Posted by: Habib at September 15, 2004 at 12:58 AM

"If somebody asked me, if we should have bombed Japan, a simple yes, by all means, drop that fucker, twice. Turn it into a glass car park"

Posted by: Capt. Frank Ramsey at September 15, 2004 at 02:54 AM

Since September 11, 2001 I often think of Saudi Arabia as: future Sea of Glass.

Posted by: cq at September 15, 2004 at 04:18 AM

Did Hanson actually say she represented everyone "apart from the Aboriginal and Torres Strait Islander" Googling this phrase, all I found is http://www.aijac.org.au/review/1996/2117/pasquarelli.html
I quote:
"In her complaint to the HREOC, Patricia Thomson charged that Hanson had breached several sections of the Racial Discrimination Act. Included among her charges were that Hanson had claimed that she was only representing "the white community, the immigrants, Italians, Greeks, whoever, it really doesn't matter - anyone apart from the Aboriginal and Torres Strait Islanders".
Was there ever any evidence that these allegations had grounding in fact? I'm just curious...

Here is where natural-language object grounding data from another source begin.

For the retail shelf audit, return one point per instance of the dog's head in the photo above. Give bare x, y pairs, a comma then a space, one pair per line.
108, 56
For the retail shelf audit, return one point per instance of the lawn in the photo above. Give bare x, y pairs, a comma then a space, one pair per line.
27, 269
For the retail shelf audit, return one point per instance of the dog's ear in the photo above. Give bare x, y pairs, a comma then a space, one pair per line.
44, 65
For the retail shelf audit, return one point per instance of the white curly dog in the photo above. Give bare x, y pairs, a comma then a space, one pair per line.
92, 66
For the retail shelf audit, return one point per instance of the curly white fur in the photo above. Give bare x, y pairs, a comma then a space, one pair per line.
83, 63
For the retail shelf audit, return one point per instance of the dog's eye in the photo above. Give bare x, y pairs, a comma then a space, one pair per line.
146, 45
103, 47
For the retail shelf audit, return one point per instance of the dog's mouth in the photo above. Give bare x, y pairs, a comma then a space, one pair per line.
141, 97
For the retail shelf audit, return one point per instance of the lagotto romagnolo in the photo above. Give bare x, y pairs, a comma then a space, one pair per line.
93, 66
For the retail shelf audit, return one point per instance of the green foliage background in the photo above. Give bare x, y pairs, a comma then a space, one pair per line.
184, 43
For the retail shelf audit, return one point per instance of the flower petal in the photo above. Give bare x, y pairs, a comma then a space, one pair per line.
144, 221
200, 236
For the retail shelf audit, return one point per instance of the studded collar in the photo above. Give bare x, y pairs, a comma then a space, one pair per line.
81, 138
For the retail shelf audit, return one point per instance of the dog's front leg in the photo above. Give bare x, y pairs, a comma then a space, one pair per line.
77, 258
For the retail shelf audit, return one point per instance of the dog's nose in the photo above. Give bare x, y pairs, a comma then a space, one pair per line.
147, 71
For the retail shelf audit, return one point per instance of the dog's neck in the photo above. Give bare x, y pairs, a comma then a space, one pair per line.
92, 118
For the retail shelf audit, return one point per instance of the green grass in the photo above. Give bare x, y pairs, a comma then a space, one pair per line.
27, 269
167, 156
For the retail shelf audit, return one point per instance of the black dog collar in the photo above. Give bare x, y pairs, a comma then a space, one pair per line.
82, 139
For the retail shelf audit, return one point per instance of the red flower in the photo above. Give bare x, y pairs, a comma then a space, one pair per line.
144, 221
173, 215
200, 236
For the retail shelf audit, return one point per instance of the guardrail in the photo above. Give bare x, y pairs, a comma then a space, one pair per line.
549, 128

Posted by: Tim Andrews at September 15, 2004 at 07:51 AM

Isn't it funny how guys like Condie always seem to have these experiences in bars etc which just happen to validate their own predjudices.

As for Asian attitudes to Australia well I have travelled a lot through Asia including Thailand and never discovered the locals were so ignorant they couldn't tell North America from Australia. And the locals are generially like the ones in Australia in that they don't launch into political diatribes against people they happen to meet in a taxi or on a bus. Its not good manners.